Before I had something like this (simplified), using sbt 0.11.3:
// project/Build.scala
import sbt._
import Keys._
object MyBuild extends Build {
lazy val standardSettings = Defaults.defaultSettings ++ Seq(
version := "0.2",
scalaVersion := "2.9.2"
)
lazy val main = Project(
id = "main",
base = file( "." ),
settings = standardSettings,
aggregate = Seq( sub )
)
lazy val sub = Project(
id = "main-sub",
base = file( "sub" ),
settings = standardSettings
)
}
But I want to keep as much information as possible in the plain build.sbt
file. So now I have
// build.sbt
version := "0.2"
scalaVersion := "2.9.2"
And
// project/Build.scala
import sbt._
import Keys._
object MyBuild extends Build {
lazy val main = Project(
id = "main",
base = file( "." ),
aggregate = Seq( sub )
)
lazy val sub = Project(
id = "main-sub",
base = file( "sub" )
)
}
But that doesn't seem to mix in my settings from build.sbt
into the sub projects:
> show version
[info] main-sub/*:version
[info] 0.1-SNAPSHOT
[info] main/*:version
[info] 0.2
> show scala-version
[info] main-sub/*:scala-version
[info] 2.9.1
[info] main/*:scala-version
[info] 2.9.2
How to remedy this?
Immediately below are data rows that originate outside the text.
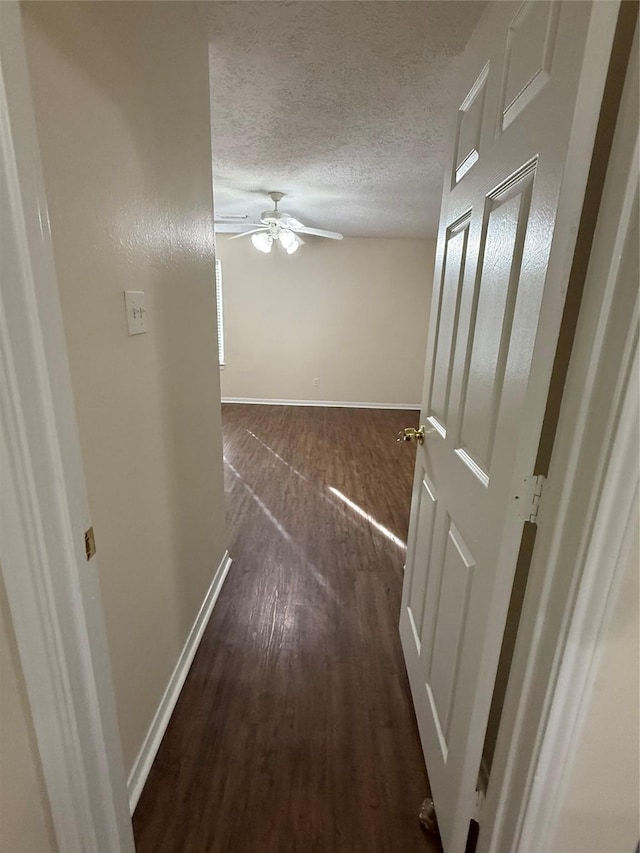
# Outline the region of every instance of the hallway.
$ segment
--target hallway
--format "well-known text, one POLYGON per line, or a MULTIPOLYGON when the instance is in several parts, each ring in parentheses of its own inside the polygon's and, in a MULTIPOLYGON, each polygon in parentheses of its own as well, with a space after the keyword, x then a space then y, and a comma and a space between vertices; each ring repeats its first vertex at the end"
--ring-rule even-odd
POLYGON ((435 851, 398 614, 416 413, 224 405, 233 565, 140 853, 435 851))

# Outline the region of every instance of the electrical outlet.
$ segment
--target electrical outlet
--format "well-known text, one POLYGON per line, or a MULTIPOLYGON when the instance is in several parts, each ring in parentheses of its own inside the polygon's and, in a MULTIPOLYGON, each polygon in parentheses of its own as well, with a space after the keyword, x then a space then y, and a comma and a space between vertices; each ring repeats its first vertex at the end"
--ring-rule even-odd
POLYGON ((314 388, 317 388, 319 385, 320 385, 320 380, 319 380, 319 379, 314 379, 314 380, 313 380, 313 387, 314 387, 314 388))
I also tried to add explicit settings
to the sub-project, e.g.
settings = Defaults.defaultSettings
settings = Project.defaultSettings
settings = MyBuild.settings
settings = main.settings
(sure this one should do?!)...but none worked.
The information is a bit hidden in the last section of sbt's Multi Projects documentation:
When having a single
.scala
file setting up the different projects, it's easy to use reuse settings across different projects. But even when using differentbuild.sbt
files, it's still easy to share settings across all projects from the main build, by using theThisBuild
scope to make a setting apply globally.
Thus:
// build.sbt
version in ThisBuild := "0.2"
scalaVersion in ThisBuild := "2.9.2"
Wow, that sucks big time if you have two dozen keys.